Hurricane Fiona Causes Damage in Caribbean, US and Canada

Hurricane+Fiona+devastated+the+Caribbean+and+Eastern+Canada.+%28Courtesy+of+Twitter%29

Hurricane Fiona devastated the Caribbean and Eastern Canada. (Courtesy of Twitter)

Julianna Morales, Contributing Writer

Hurricane season has been in full swing the past few weeks, doing significant damage to a multitude of areas in the southern United States, the Caribbean and reaching up to Canada.

Typically, hurricane season in the Atlantic occurs from June 1 to Nov. 30, as listed by the National Hurricane Center. The website further explains that an average hurricane season consists of 14 named storms, five hurricanes and three major hurricanes. The first named storm typically forms in late June, the first hurricane in mid-August and the first of the major hurricanes later in August or early September.

The 2022 hurricane season seemed to be rather calm until Hurricane Fiona began on Sept. 13. Fiona continued for 11 days before dissipating on Sept. 24. As of Sept. 30, CNN has reported at least twenty five casualties across Guadeloupe, Puerto Rico and the Dominican Republic. CNN reported that this devastating category 4 hurricane left more than a million people in Puerto Rico and the Dominican Republic without power or running water.

This was not the end of the damage that Hurricane Fiona did. The storm then moved and hit Nova Scotia and other regions of Atlantic Canada, as was predicted in the CNN article.

After Fiona hit five provinces of Canada, the BBC released information about the storm including satellite images of the destruction.

These confirmed the experts’ predictions in CNN that the storm is historic for Canada. The damage included the loss of a popular landmark: Prince Edward Island, The Teacup. This rock formation in the shape of an antique teacup was washed away by the storm. The BBC also reported at least two deaths and one missing person in the wake of the hurricane.

In the aftermath, as millions struggle to recover from their hurricane-related losses, many Fordham community members expressed interest in helping. Campus Ministry sent out a message reminding all members of the community that Puerto Rico still hasn’t fully recovered from Hurricane Maria five years ago when they were hit with this destruction, and that they are still in need of support.

The first support Campus Ministry offered was directed toward students who call Puerto Rico or the Dominican Republic home or have family that does.

They suggested that those who are struggling with grief or anxiety regarding these damages reach out to them, Counseling and Psychological Services or University Health Services.

Campus Ministry encouraged members of the community to keep those affected by the hurricane in their prayers. Additionally, these donations collected during Sunday masses are being contributed to charities that are working in response to the disaster.

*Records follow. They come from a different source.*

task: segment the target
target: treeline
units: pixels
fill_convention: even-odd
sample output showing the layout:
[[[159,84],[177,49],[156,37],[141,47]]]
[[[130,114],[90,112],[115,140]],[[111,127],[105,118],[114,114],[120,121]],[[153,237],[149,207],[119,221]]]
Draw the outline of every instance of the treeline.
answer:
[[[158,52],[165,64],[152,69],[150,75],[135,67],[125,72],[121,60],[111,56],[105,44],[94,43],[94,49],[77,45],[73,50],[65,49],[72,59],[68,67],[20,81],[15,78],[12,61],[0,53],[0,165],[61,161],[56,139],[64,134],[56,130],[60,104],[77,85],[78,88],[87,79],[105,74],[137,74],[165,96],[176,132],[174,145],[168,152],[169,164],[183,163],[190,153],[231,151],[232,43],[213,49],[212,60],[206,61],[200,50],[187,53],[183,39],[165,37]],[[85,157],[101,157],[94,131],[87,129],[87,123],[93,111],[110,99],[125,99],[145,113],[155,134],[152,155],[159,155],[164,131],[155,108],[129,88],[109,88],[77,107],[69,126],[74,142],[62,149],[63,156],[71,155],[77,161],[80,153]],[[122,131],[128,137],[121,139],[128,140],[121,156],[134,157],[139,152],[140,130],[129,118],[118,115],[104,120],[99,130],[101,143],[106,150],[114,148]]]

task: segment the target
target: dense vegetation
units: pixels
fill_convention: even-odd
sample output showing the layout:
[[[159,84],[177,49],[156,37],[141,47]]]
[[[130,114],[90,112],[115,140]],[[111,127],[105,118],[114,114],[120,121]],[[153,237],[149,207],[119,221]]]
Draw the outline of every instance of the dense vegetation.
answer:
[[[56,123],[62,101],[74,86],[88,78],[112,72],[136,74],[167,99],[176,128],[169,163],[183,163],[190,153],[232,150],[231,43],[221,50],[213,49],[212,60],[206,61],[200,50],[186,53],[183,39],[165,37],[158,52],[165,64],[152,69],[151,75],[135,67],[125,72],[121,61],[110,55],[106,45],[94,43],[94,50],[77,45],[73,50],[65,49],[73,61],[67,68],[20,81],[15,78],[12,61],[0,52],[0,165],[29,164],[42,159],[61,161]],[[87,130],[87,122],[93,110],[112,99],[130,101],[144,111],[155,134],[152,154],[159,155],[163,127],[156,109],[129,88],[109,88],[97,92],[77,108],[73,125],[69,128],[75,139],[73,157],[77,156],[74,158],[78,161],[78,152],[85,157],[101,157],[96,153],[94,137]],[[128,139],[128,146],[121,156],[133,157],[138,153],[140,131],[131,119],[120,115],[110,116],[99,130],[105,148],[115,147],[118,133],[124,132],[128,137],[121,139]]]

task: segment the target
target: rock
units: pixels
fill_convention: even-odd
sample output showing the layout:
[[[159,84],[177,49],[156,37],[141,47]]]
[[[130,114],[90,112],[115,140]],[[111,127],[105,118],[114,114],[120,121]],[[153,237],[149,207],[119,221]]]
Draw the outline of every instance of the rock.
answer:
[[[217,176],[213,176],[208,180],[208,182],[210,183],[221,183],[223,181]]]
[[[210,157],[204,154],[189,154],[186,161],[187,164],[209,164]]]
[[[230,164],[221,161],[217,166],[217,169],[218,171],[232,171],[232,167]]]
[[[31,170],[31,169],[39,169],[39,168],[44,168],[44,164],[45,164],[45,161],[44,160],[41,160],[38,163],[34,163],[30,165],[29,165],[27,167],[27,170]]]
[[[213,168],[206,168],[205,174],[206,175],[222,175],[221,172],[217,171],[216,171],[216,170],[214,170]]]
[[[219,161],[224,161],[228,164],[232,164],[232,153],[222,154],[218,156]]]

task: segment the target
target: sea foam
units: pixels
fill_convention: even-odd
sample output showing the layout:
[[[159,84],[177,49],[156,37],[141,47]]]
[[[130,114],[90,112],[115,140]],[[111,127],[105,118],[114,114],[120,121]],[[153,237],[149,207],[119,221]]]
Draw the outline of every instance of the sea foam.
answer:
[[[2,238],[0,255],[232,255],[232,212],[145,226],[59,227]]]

However, for those who wish to make independent donations, Campus Ministry provided a list of organizations which are responding to Hurricane Fiona, which includes Catholic Charities and The Hispanic Federation.

El Grito De Lares, a club on campus that honors the Hispanic community, heritage and culture on campus, has made a goal of ensuring “that everyone can find a place to call home,” according to President Maya Dominguez, FCRH ’23. Dominguez said El Grito De Lares wants its members to know that the club has their back, especially in this time of crisis.

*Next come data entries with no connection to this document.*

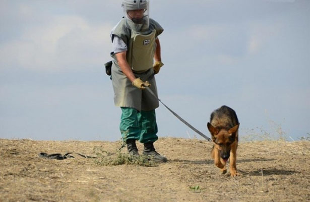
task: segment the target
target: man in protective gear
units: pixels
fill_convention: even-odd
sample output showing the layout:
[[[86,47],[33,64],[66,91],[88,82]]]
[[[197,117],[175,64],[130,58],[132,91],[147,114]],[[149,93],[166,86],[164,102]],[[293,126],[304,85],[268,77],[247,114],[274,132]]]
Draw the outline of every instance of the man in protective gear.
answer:
[[[130,154],[139,155],[139,140],[144,145],[144,155],[165,162],[153,145],[158,139],[155,110],[158,100],[144,90],[149,87],[157,95],[154,74],[163,65],[158,36],[163,29],[149,18],[149,0],[124,0],[121,5],[124,17],[110,35],[111,79],[114,104],[121,109],[120,132]]]

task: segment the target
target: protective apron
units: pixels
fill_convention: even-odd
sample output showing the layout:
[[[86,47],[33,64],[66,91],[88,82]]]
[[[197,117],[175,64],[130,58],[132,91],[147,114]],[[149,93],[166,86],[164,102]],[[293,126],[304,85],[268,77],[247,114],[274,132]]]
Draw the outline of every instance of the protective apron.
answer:
[[[113,33],[115,34],[115,33]],[[116,33],[116,34],[117,33]],[[136,78],[148,81],[150,88],[156,95],[157,89],[153,69],[156,47],[156,31],[147,34],[132,33],[128,41],[127,59]],[[117,64],[115,56],[112,66],[112,82],[115,106],[134,108],[138,111],[150,111],[159,106],[158,100],[147,90],[142,90],[132,84]]]

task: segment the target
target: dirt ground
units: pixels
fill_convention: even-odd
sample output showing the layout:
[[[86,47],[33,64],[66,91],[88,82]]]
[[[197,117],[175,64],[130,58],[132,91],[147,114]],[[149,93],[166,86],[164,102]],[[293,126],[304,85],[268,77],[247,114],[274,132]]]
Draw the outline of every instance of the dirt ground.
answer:
[[[64,160],[38,155],[94,156],[95,148],[113,153],[120,145],[0,139],[0,201],[310,201],[308,141],[239,143],[241,175],[236,177],[220,174],[210,157],[212,143],[197,139],[160,138],[155,147],[169,161],[155,167],[100,166],[76,155]],[[142,150],[141,144],[138,148]]]

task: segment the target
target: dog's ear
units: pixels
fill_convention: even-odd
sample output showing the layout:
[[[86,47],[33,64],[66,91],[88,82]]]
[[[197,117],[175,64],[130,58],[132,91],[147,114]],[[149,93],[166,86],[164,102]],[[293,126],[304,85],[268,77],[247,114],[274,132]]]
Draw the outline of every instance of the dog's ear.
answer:
[[[211,135],[217,135],[217,133],[218,133],[219,132],[218,129],[217,129],[216,128],[214,128],[211,125],[211,124],[209,122],[208,122],[208,124],[207,124],[207,126],[208,126],[208,129],[209,130],[210,132],[211,133]]]
[[[240,124],[238,123],[238,124],[236,125],[235,126],[230,128],[229,130],[228,130],[228,133],[229,134],[234,133],[238,130],[238,128],[239,128],[239,125]]]

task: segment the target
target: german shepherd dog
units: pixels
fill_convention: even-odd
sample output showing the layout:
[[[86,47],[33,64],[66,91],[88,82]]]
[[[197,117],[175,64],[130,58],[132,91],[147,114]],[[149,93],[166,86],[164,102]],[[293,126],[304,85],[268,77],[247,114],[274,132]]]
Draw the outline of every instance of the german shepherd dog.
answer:
[[[214,143],[211,152],[214,165],[221,169],[222,174],[225,174],[226,162],[229,159],[229,170],[232,177],[239,175],[236,167],[239,124],[235,111],[225,106],[212,112],[210,123],[207,124]]]

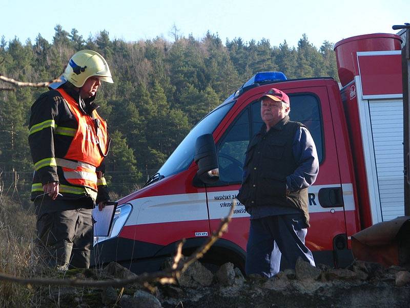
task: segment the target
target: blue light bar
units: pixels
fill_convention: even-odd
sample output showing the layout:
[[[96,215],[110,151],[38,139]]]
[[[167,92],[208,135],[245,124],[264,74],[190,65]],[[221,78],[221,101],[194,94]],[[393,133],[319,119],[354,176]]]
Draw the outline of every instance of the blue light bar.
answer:
[[[251,79],[246,82],[242,88],[255,83],[266,82],[277,82],[287,80],[286,76],[282,72],[260,72],[254,75]]]

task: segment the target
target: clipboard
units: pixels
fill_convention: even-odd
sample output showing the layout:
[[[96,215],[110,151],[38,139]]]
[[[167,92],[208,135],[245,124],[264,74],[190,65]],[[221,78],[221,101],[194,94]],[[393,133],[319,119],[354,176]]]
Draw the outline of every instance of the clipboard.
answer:
[[[98,206],[93,209],[94,236],[108,236],[117,205],[118,202],[107,201],[102,210],[99,211]]]

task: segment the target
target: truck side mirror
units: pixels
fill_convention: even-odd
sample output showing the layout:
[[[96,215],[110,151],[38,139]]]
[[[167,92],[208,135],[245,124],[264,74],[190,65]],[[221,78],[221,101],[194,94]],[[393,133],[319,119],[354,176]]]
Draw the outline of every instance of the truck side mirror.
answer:
[[[198,165],[196,172],[198,179],[206,184],[211,184],[219,180],[218,157],[212,134],[207,133],[197,138],[194,160]]]

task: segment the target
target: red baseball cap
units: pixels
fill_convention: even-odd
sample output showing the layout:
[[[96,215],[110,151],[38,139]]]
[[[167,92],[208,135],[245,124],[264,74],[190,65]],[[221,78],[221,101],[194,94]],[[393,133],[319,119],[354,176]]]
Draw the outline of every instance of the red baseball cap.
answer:
[[[285,92],[275,88],[270,89],[268,91],[265,92],[262,97],[260,98],[260,99],[261,100],[264,97],[267,97],[275,102],[283,102],[285,104],[289,104],[291,103],[289,101],[289,97]]]

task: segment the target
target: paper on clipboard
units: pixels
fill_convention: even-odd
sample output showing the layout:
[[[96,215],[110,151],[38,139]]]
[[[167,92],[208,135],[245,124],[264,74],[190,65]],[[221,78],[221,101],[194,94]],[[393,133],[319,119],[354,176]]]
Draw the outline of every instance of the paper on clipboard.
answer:
[[[116,202],[108,202],[101,211],[98,206],[94,208],[94,236],[108,236],[116,208]]]

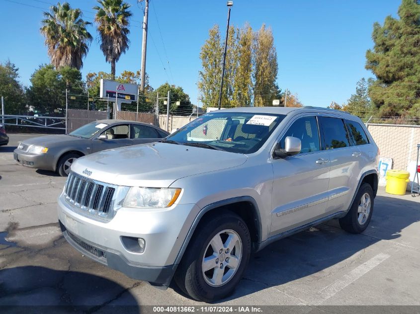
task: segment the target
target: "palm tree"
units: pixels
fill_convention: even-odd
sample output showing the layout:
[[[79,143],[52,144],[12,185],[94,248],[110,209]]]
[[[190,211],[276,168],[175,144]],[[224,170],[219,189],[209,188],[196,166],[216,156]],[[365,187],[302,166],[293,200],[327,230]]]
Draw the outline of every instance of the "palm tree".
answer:
[[[111,74],[115,79],[115,63],[128,49],[129,18],[133,15],[130,5],[122,0],[97,0],[95,22],[100,37],[100,49],[107,62],[111,63]]]
[[[45,37],[51,63],[56,68],[68,65],[80,70],[92,41],[86,27],[92,23],[82,18],[80,9],[72,9],[67,2],[58,2],[50,10],[44,12],[40,31]]]

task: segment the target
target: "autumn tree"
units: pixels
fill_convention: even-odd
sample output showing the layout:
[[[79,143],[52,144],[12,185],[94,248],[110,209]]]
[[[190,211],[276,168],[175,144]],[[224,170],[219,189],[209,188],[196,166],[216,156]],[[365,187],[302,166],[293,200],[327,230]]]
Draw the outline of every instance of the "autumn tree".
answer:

Dominguez also explained that spreading awareness is a crucial step in providing relief because it gives more people the opportunity to help in whatever ways they may be able, whether that be donating, volunteering or continuing the spread of information.

“Students should take the initiative to help because as students we have the chance to better the world. When taking initiative, we can better the world and sometimes be the source through which someone else is also able to better the world,” said Dominguez.